Kinetic parameters for IMP-1, IMP-6 and IMP-25 variants towards various β-lactam antibiotics. The data correspond to Liu et al. [83], the conditions employed for the reactions were Buffer MOPS pH 7, 100 µM ZnSO₄, 10 µg/mL BSA, 30 °C.

Figure 11

Hydrogen bond rearrangements in the vicinity of the active of the BcII evolved mutant. (A) BcII structure (PDB 1BC2); (B) BcII evolved mutant structure (PDB 3FCZ). The residues implicated in the hydrogen bond network that is affected by mutations N70S and G262S in the evolved mutant are shown together with the active site residues. The mutation G262S gives rise to a new interaction between side chains of Cys221 and Ser262 that affects the position of the Zn(II) ion at the Zn2 site.
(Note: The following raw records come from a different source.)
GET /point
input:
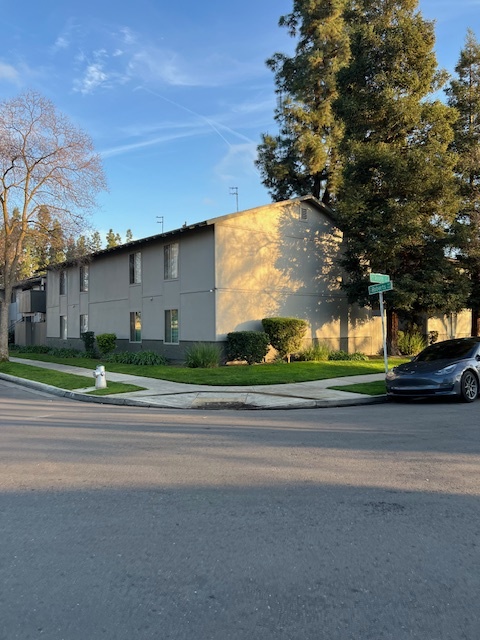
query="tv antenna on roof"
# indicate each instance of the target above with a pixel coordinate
(234, 192)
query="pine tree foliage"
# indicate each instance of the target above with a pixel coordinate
(303, 158)
(399, 196)
(464, 95)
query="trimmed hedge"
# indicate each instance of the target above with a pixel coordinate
(137, 357)
(106, 343)
(285, 334)
(251, 346)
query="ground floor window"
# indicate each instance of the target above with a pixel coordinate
(135, 326)
(83, 323)
(171, 326)
(63, 327)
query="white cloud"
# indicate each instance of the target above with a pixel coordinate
(238, 162)
(94, 77)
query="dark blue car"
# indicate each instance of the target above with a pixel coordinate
(449, 368)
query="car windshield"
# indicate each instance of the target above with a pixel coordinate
(449, 350)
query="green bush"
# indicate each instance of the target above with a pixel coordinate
(411, 342)
(138, 357)
(318, 352)
(65, 352)
(203, 356)
(88, 338)
(106, 343)
(251, 346)
(34, 348)
(285, 334)
(343, 355)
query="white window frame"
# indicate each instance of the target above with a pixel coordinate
(170, 261)
(62, 285)
(83, 323)
(135, 332)
(84, 276)
(172, 326)
(63, 328)
(135, 267)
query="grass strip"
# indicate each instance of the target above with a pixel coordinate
(236, 375)
(68, 381)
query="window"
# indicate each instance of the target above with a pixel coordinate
(83, 323)
(63, 327)
(135, 264)
(84, 277)
(63, 283)
(171, 326)
(170, 261)
(135, 326)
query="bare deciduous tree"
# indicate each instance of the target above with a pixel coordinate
(45, 161)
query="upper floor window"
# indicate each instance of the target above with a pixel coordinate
(170, 261)
(84, 277)
(135, 326)
(63, 282)
(63, 327)
(171, 326)
(83, 323)
(135, 265)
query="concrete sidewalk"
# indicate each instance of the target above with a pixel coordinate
(172, 395)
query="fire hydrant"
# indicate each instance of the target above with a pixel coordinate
(100, 379)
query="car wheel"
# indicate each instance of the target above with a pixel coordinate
(469, 387)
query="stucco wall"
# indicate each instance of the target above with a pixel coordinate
(111, 298)
(454, 325)
(273, 262)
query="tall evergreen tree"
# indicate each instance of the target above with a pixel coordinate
(303, 158)
(464, 94)
(113, 239)
(398, 195)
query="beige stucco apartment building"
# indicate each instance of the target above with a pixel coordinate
(200, 282)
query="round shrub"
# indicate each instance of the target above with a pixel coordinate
(251, 346)
(285, 334)
(203, 356)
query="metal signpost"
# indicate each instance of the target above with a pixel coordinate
(382, 283)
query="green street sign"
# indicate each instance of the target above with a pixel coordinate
(379, 288)
(379, 277)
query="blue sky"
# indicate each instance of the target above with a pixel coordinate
(174, 94)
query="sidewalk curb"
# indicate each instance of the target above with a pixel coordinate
(214, 405)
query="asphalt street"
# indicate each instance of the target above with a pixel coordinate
(347, 523)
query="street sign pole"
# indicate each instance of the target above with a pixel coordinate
(384, 334)
(382, 283)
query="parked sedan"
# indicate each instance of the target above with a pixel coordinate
(449, 368)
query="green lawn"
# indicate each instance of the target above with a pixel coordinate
(62, 380)
(236, 375)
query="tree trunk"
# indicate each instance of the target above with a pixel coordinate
(4, 307)
(475, 329)
(392, 332)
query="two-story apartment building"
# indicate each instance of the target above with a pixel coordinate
(200, 282)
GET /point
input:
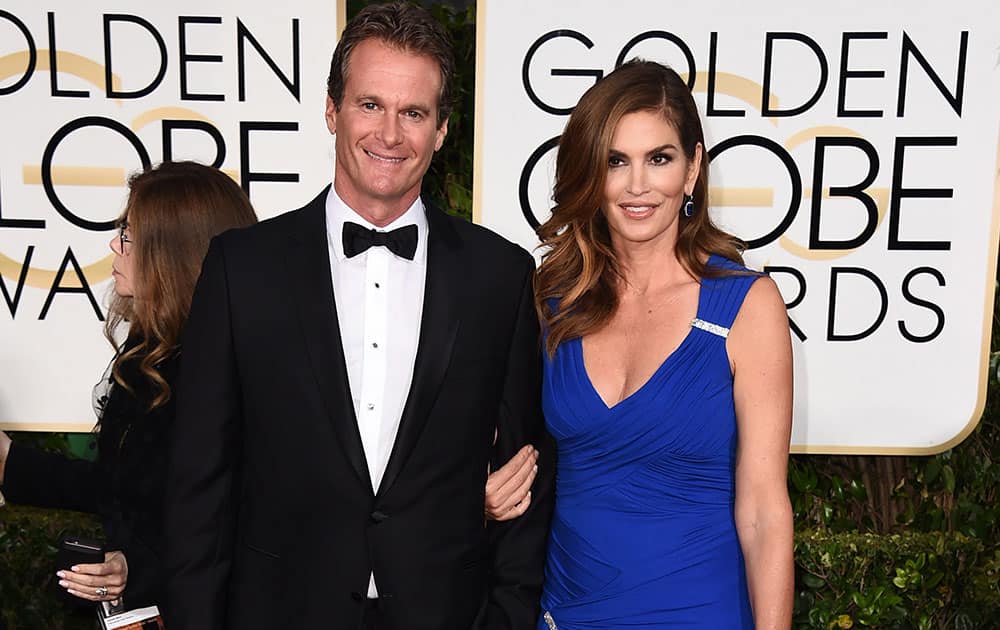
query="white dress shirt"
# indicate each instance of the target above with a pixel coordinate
(380, 300)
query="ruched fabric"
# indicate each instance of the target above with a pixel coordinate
(643, 534)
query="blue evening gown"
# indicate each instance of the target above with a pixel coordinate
(643, 534)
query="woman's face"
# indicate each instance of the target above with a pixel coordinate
(648, 176)
(123, 267)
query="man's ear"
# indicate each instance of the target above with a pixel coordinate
(331, 115)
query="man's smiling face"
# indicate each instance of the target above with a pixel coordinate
(386, 129)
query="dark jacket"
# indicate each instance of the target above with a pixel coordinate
(124, 486)
(271, 517)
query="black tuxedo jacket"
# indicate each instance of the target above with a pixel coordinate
(271, 520)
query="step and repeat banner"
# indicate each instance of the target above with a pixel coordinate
(91, 92)
(854, 146)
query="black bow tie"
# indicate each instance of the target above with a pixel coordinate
(401, 241)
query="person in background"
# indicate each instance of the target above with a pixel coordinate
(667, 381)
(173, 211)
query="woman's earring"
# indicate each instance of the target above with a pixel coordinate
(689, 206)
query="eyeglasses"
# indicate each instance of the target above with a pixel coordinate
(122, 237)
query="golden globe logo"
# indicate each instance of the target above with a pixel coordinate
(99, 95)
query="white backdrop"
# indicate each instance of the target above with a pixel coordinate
(892, 114)
(245, 78)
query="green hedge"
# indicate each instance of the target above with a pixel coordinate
(918, 580)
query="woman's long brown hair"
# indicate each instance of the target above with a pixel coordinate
(576, 284)
(173, 211)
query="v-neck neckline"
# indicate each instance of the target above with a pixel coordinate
(578, 342)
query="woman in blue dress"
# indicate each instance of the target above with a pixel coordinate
(668, 380)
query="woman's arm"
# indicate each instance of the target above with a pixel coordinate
(761, 356)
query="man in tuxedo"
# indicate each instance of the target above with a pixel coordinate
(349, 371)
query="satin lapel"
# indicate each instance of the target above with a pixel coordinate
(438, 329)
(312, 286)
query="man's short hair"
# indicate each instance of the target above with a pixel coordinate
(401, 25)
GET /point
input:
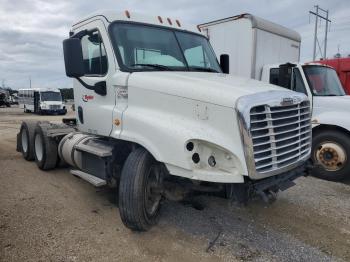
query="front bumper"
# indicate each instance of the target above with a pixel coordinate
(277, 183)
(54, 111)
(266, 188)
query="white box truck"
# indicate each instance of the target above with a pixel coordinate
(41, 101)
(265, 51)
(155, 112)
Interactions involving Asn70 side chain that connect Loop-12 and Loop-L3 are lost when this position is mutated to Ser. Residues are shown as sticks, relevant hydrogen bond interactions are shown as dashed lines and Zn(II) ions are shown as dark gray spheres.

Figure 12

SPM-1, a B1 enzyme with unique structural and second sphere features. SPM-1 crystallographic structure (PDB 2FHX) shows how a central insertion accommodates in an extended α-helix, instead of the L8 loop found in the other B1 enzymes. Two atypical second sphere residues in SPM-1, S84, and G121, which replace the conserved D84/R121 couple, disrupt a B1 conserved second sphere network. Residues are shown as sticks, Zn(II) ions as dark gray spheres and water molecules as red spheres.